Obesity status is determined by body mass index, or BMI — a ratio of height to body weight. Americans with a BMI of 30 or higher are considered obese. Obesity increases the risk of diabetes, stroke, hypertension, heart disease, breathing problems, certain cancers, and mortality, according to the Centers for Disease Control and Prevention. Obesity can also detract from the overall quality of life and contribute to depression, anxiety, and other mental illnesses.
A new study from the CDC shows that last year, 35% or more adults had obesity in 16 states. Most were in the South and Midwest. In some states, the figure was closer to 40%. Data show that the numbers are highest among the poor and some ethnic groups. A different CDC report showed that the annual medical cost of obesity was $147 billion in 2008. Every single yardstick of obesity in America shows that it is getting worse.
Though many factors, including genetics, diet, and medical conditions, contribute to the increased risk of obesity, regular physical activity is one of the best ways to help maintain a healthy weight.
Using data from County Health Rankings & Roadmaps, 24/7 Tempo identified the most obese metropolitan areas in the United States. The U.S. has one of the highest obesity rates in the world.
The most obese city in America is Danville, IL. Here are the details:
> Adult obesity rate: 43.2%
> Adults who don’t exercise: 29.0% — 63rd highest of 384 metros
> Adults with diabetes: 12.4% — 110th highest of 384 metros
> Adults reporting poor or fair health: 21.1% — 90th highest of 384 metros
Methodology: To determine America’s most obese metro, 24/7 Tempo reviewed county-level adult obesity rates from the Robert Wood Johnson Foundation and the University of Wisconsin Population Health Institute joint program’s 2021 County Health Rankings & Roadmaps report.

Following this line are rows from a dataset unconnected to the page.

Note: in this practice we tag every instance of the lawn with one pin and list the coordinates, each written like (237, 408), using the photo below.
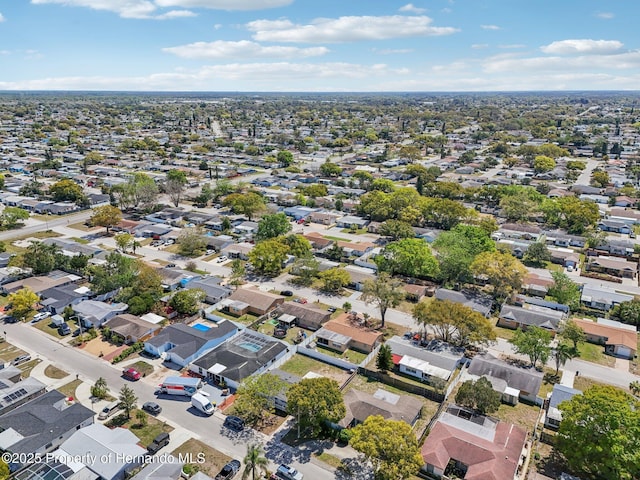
(69, 390)
(8, 352)
(54, 372)
(146, 433)
(213, 459)
(595, 353)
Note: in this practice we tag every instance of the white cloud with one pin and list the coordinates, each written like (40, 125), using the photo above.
(345, 29)
(582, 47)
(411, 8)
(225, 4)
(242, 49)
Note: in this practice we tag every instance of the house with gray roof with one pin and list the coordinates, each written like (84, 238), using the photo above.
(515, 317)
(246, 354)
(93, 313)
(181, 344)
(119, 445)
(512, 382)
(42, 424)
(476, 302)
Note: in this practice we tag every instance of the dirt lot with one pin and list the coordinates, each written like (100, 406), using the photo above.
(97, 345)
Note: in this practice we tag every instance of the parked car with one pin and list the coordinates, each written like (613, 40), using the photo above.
(234, 423)
(64, 330)
(159, 442)
(152, 407)
(229, 470)
(131, 374)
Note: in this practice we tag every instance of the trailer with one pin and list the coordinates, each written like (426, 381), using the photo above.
(180, 386)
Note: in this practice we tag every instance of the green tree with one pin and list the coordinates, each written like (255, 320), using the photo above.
(599, 433)
(535, 342)
(572, 332)
(245, 203)
(314, 401)
(255, 462)
(285, 158)
(396, 230)
(384, 359)
(12, 217)
(543, 164)
(390, 445)
(385, 292)
(564, 290)
(268, 257)
(410, 256)
(254, 397)
(128, 399)
(334, 279)
(504, 272)
(272, 226)
(106, 216)
(22, 302)
(100, 389)
(192, 242)
(174, 185)
(537, 254)
(479, 395)
(187, 302)
(66, 191)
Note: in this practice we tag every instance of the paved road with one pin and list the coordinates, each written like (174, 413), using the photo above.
(175, 410)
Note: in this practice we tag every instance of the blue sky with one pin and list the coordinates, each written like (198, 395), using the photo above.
(319, 45)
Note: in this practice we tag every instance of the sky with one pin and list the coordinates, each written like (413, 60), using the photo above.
(319, 45)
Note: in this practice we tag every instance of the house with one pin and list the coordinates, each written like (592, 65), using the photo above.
(346, 331)
(246, 354)
(211, 287)
(253, 300)
(119, 445)
(437, 360)
(617, 267)
(515, 317)
(559, 394)
(473, 447)
(132, 329)
(307, 316)
(476, 302)
(619, 339)
(93, 313)
(42, 424)
(512, 382)
(181, 344)
(602, 298)
(38, 284)
(391, 406)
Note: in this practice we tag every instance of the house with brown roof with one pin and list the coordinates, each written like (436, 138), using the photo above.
(346, 331)
(618, 339)
(464, 445)
(361, 405)
(307, 316)
(131, 328)
(253, 300)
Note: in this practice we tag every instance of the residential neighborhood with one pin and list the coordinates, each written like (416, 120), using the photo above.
(285, 285)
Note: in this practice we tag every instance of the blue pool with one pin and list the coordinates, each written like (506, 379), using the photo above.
(202, 328)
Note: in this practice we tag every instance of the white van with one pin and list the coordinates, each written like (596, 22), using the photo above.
(109, 410)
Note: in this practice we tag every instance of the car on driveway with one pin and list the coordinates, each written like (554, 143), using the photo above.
(229, 471)
(152, 407)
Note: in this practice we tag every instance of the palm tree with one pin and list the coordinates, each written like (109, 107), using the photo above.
(254, 461)
(561, 354)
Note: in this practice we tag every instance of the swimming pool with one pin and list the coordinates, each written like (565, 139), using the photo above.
(202, 328)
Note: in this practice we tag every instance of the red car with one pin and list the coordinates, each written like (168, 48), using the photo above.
(131, 374)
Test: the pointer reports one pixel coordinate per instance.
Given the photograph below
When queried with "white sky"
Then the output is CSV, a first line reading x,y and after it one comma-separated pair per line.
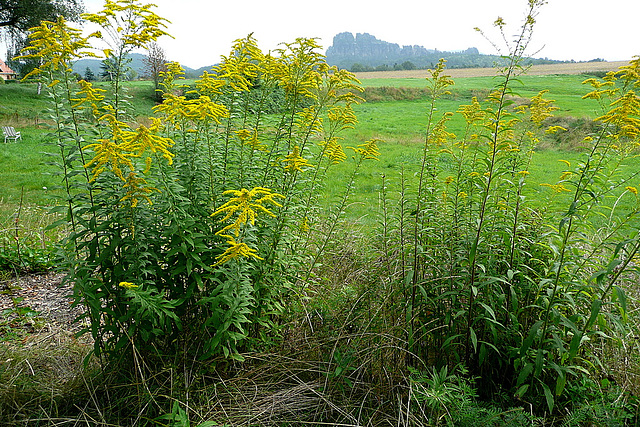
x,y
565,30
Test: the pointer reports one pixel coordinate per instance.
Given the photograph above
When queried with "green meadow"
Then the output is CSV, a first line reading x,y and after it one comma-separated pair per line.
x,y
26,174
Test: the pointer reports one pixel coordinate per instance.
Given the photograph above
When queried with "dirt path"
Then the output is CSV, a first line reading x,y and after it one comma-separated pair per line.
x,y
43,293
535,70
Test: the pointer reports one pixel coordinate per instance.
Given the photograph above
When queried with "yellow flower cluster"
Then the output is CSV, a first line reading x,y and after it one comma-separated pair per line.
x,y
242,66
124,145
139,27
439,134
57,45
299,68
128,285
246,204
235,250
178,109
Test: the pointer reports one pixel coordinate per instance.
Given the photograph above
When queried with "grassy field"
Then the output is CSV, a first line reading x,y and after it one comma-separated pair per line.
x,y
397,117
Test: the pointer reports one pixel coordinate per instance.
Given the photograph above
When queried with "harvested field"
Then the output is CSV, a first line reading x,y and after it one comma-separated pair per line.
x,y
535,70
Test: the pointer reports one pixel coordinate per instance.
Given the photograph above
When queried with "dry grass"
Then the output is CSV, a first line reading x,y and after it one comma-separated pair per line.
x,y
535,70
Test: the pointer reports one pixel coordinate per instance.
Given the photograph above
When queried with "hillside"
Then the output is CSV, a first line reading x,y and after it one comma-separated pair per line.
x,y
137,64
364,52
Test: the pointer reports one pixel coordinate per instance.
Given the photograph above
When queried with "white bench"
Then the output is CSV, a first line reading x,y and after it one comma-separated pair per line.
x,y
11,133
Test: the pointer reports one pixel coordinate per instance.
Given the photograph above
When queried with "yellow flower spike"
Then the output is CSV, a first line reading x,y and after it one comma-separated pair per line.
x,y
108,154
295,162
203,109
128,285
235,250
246,204
56,45
132,24
209,84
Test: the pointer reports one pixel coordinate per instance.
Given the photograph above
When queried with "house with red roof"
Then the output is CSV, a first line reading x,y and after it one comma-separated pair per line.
x,y
7,73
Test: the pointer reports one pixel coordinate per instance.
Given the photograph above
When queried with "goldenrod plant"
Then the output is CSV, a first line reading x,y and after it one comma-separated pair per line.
x,y
517,295
183,229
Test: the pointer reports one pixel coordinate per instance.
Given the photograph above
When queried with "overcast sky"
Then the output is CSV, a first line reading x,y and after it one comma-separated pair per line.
x,y
566,29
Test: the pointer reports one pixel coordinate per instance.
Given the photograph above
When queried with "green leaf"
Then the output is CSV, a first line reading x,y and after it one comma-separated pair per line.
x,y
622,297
575,344
522,390
595,310
548,396
474,339
561,382
525,372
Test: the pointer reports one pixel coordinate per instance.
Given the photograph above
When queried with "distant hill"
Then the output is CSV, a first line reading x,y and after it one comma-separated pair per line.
x,y
137,64
364,52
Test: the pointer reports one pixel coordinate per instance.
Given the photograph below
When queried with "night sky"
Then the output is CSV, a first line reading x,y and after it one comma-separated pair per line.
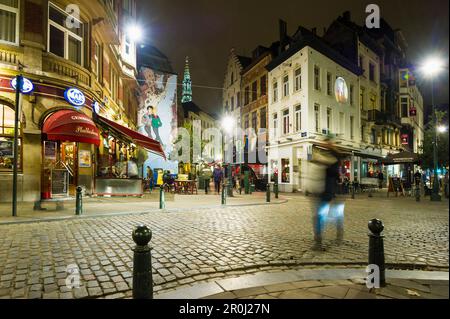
x,y
206,30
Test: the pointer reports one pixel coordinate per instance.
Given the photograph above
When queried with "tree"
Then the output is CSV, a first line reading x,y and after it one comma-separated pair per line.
x,y
426,155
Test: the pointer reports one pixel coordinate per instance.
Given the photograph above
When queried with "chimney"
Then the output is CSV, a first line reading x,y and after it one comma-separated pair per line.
x,y
347,16
283,34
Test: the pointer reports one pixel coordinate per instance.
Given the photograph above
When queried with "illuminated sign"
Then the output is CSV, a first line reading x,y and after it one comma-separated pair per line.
x,y
96,107
341,90
75,97
27,85
405,139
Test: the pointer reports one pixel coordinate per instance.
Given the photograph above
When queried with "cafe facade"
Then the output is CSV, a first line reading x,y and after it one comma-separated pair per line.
x,y
77,126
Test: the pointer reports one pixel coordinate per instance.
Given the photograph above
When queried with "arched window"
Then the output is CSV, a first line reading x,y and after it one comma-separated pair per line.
x,y
7,115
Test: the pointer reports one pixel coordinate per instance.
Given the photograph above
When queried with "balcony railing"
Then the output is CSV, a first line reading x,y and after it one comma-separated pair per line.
x,y
62,67
10,56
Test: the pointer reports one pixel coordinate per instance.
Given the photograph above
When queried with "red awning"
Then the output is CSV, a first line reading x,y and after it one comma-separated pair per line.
x,y
73,126
149,144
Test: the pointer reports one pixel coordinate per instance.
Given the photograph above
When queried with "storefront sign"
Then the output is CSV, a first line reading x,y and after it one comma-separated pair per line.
x,y
50,150
405,139
27,85
84,159
341,90
75,97
96,107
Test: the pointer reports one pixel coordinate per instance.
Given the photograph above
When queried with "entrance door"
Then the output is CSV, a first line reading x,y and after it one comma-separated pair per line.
x,y
69,158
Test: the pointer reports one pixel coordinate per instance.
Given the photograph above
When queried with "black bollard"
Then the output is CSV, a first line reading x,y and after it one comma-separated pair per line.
x,y
142,264
79,201
376,248
162,199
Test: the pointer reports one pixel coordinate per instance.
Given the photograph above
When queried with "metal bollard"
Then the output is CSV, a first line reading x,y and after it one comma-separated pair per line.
x,y
79,201
142,264
376,248
275,189
224,194
162,200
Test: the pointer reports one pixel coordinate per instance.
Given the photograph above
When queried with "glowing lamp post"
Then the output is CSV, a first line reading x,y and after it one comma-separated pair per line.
x,y
431,68
228,125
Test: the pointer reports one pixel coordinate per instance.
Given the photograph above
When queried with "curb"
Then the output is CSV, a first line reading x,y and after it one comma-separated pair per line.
x,y
169,210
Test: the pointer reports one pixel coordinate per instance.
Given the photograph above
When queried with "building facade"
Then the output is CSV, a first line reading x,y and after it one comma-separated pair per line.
x,y
73,126
309,100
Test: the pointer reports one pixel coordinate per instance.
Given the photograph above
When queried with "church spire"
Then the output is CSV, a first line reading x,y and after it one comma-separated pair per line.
x,y
187,84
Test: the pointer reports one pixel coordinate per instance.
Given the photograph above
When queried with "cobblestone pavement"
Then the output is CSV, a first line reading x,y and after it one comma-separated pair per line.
x,y
197,244
342,289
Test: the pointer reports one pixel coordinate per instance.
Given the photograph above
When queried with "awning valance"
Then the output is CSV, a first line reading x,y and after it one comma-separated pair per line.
x,y
145,142
73,126
401,158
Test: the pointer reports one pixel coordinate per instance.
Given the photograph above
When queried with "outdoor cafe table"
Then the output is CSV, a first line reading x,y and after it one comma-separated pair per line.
x,y
186,187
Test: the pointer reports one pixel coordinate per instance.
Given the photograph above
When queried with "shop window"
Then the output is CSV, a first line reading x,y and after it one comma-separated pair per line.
x,y
285,175
7,116
65,40
298,79
254,91
9,21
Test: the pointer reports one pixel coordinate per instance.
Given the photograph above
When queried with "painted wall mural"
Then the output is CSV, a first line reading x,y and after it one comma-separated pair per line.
x,y
157,114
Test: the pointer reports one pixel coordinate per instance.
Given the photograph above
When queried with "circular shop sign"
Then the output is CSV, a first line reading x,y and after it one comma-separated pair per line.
x,y
27,85
341,90
74,97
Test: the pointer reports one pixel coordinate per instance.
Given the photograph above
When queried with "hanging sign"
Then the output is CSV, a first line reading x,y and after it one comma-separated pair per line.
x,y
341,90
27,85
405,139
75,97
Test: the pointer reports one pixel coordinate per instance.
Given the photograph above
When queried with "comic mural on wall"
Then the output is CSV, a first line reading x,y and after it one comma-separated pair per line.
x,y
157,114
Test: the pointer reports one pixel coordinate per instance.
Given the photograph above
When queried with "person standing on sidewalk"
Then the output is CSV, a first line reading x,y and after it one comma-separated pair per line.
x,y
328,208
218,176
380,179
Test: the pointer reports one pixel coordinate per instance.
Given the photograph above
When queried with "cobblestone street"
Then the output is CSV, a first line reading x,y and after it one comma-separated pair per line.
x,y
197,244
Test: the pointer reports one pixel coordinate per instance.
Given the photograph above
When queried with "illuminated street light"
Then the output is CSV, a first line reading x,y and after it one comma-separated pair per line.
x,y
432,66
442,129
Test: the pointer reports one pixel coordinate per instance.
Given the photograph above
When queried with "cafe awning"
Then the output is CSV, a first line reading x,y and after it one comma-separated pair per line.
x,y
73,126
401,158
137,138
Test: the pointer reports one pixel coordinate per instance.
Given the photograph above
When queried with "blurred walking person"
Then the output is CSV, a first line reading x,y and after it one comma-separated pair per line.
x,y
329,209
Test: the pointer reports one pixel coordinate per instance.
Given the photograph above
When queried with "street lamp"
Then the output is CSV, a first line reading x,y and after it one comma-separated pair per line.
x,y
228,125
431,68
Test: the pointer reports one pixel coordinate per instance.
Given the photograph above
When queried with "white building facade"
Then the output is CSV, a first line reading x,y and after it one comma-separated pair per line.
x,y
311,96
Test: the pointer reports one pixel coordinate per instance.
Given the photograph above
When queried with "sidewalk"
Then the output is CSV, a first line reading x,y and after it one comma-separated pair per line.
x,y
319,284
104,206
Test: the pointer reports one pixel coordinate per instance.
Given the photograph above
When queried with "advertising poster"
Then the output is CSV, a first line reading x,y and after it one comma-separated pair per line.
x,y
157,114
84,159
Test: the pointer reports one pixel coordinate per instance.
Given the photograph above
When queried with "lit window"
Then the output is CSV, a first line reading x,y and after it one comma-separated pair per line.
x,y
64,41
9,21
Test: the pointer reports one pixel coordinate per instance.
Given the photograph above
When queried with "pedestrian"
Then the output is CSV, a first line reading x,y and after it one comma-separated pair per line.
x,y
328,208
380,179
218,176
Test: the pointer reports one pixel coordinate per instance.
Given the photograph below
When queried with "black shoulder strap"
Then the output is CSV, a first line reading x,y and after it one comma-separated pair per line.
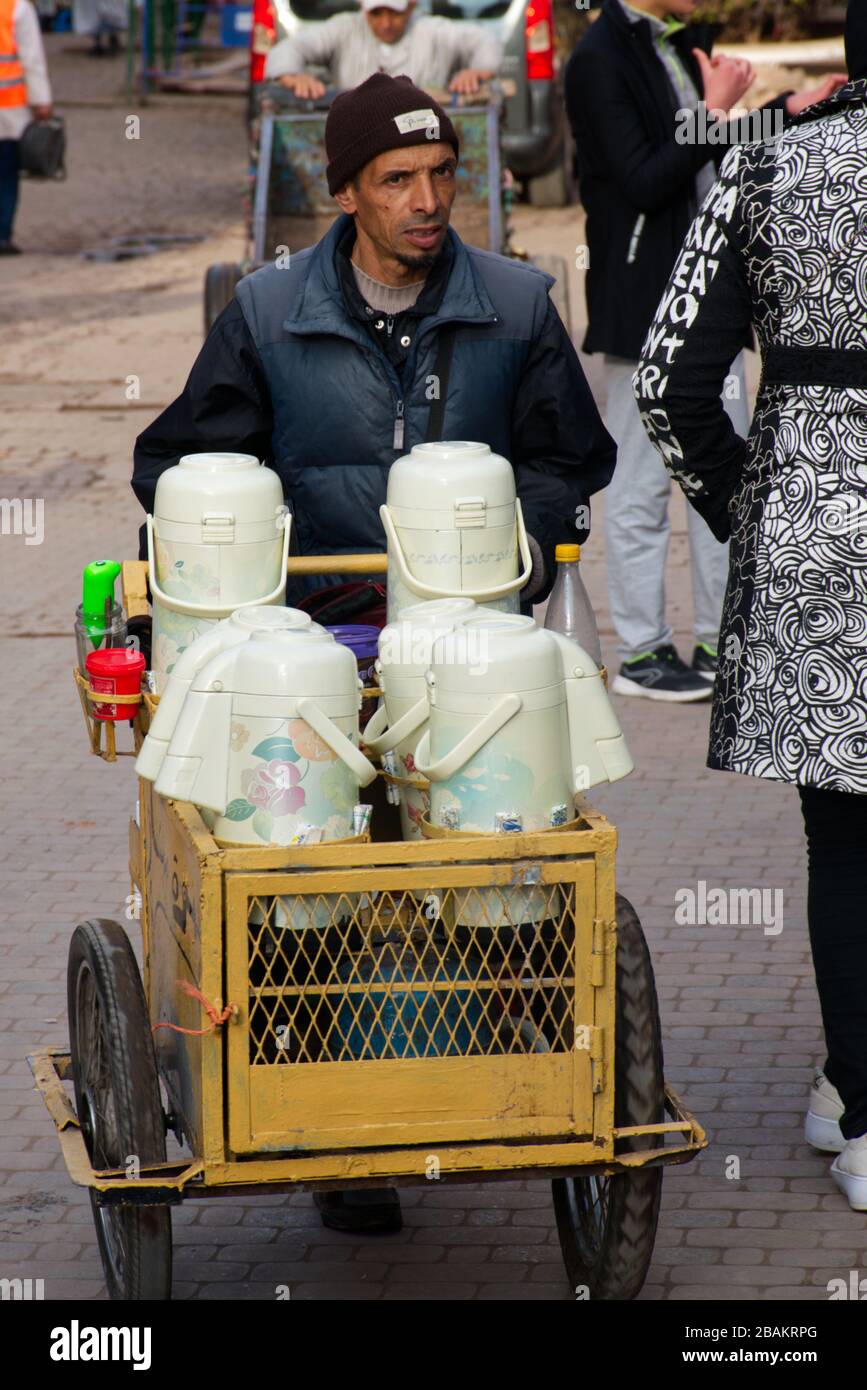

The adult obesity rate is defined as the share of adults 20 years and older who report a body mass index of 30 kg/m2 or higher. We aggregated county-level statistics to metropolitan statistical areas. While the CHR report is from 2021, obesity rate figures published in the report are from 2017.
We used the 384 metropolitan statistical areas as delineated by the United States Office of Management and Budget and used by the Census Bureau as our definition of metros.
Metros were ranked based on the adult obesity rate. Additional information on the share of adults who report no leisure-time physical activity, the share of adults diagnosed with diabetes, and the share of adults who report fair or poor health are also from the 2021 CHR.